Yes, but here's what might be a simpler way, depending upon one's personal preference:

. . . . .\(\displaystyle 0\, =\, e^x\, -\, 2\, e^{-2x}\)

. . . . .\(\displaystyle 2\, e^{-2x}\, =\, e^x\)

Now multiply through by e^(2x) which, by exponent rules, will cancel out the power on the left-hand side:

. . . . .\(\displaystyle 2\, e^{-2x + 2x}\, =\, e^{x + 2x}\)

. . . . .\(\displaystyle 2\, e^{0}\, =\, e^{3x}\)

. . . . .\(\displaystyle 2\, =\, e^{3x}\)

. . . . .\(\displaystyle \ln(2)\, =\, \ln(e^{3x})\, =\, 3x\)

...and so forth. But your way is fine, too!

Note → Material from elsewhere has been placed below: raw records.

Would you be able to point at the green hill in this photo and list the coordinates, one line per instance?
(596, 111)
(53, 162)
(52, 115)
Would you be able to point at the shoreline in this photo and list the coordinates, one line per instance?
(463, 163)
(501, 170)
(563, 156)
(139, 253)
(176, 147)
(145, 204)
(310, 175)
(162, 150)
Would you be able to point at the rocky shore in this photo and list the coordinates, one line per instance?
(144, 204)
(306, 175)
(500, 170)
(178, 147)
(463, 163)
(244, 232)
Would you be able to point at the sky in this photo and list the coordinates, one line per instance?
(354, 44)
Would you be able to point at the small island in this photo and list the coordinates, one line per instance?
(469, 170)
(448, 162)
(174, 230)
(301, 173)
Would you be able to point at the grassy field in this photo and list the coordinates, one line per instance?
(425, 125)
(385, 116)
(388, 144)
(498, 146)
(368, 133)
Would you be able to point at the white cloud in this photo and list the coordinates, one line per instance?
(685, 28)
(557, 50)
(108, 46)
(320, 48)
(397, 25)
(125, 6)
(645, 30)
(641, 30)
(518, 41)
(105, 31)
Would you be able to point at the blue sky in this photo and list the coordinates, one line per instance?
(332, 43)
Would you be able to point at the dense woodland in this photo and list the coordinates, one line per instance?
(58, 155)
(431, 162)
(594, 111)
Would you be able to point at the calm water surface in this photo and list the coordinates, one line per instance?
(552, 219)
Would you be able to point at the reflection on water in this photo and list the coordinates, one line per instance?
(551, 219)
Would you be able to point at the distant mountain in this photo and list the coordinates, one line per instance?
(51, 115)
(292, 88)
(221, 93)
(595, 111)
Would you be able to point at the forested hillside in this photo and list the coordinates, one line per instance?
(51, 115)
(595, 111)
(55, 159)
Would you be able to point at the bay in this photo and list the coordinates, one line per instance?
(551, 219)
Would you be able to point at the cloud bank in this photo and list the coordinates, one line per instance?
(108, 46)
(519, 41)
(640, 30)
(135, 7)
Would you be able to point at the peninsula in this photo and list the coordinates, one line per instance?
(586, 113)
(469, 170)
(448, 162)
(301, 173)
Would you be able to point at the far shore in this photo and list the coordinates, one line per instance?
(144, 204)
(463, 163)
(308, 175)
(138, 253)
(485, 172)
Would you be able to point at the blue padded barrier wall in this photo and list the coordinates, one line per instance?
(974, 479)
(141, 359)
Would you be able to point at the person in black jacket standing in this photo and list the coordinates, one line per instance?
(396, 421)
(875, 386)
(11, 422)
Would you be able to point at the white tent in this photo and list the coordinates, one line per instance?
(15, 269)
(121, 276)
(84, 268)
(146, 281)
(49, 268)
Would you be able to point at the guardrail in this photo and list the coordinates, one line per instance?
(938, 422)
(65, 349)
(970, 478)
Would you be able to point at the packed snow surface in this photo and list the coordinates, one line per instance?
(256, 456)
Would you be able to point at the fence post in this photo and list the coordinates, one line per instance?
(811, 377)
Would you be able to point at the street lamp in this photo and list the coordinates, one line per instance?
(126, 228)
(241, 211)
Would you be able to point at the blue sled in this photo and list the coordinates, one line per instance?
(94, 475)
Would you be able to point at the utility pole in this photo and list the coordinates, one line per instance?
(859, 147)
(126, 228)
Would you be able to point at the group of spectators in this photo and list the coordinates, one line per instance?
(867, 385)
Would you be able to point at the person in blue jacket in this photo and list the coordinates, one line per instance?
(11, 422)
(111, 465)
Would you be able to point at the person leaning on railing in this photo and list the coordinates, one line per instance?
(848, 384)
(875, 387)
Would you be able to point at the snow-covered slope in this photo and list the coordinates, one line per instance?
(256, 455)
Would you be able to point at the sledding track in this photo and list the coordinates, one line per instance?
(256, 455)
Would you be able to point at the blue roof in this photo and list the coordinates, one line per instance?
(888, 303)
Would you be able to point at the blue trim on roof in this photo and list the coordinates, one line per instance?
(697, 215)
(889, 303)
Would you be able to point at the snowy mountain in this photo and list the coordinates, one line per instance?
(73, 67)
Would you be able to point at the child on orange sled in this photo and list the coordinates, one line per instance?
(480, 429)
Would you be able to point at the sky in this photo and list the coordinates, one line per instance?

Mathematically, what does this (one) critical point tell you? You know that e^(whatever) is always positive, so you've got no x-intercepts. You know that e^x is growing for x positive, and e^(-2x) is even bigger (going backwards) for x negative. So how many possible max/min points might you have? Do you expect them to be max's or min's?

. . .\(\displaystyle f''(x)\, =\, e^x\, \cdot\, 1\, -\, 2\, e^{-2x}\, \cdot\, -2\, =\, e^x\, +\, 4\, e^{-2x}\)

. . .\(\displaystyle 0\, =\, e^x\, +\, 4\, e^{-2x}\)

Well, we can try the multiplication thing again:

. . . . .\(\displaystyle 0\, =\, e^{x + 2x}\, +\, 4\, e^{-2x + 2x}\, =\, e^{3x}\, +\, 4\)

. . . . .\(\displaystyle -4\, =\, e^{3x}\)

So, yes, you're right; we're stuck with something we know doesn't solve in the real numbers. So what does that tell us, mathematically? Are there any potential inflection points? If not, then what does the sign of the second derivative tell us about concavity? Does this gibe with what we guessed from the first derivative (and from the quick graph that we sneaked on our calculators)?

 

[Hypeboi604]

so because we know that f''(x) can't be 0 we check f"(c) to see if it's a negative number or positive number. f"(ln2/3)=3.77.... because it's a positive number we know that the function f is concaving up and therefore (ln2/3) is the relative minimum and absolute minimum? sorry im bad at english ahaha, im not really sure what the question is even asking me to do ._.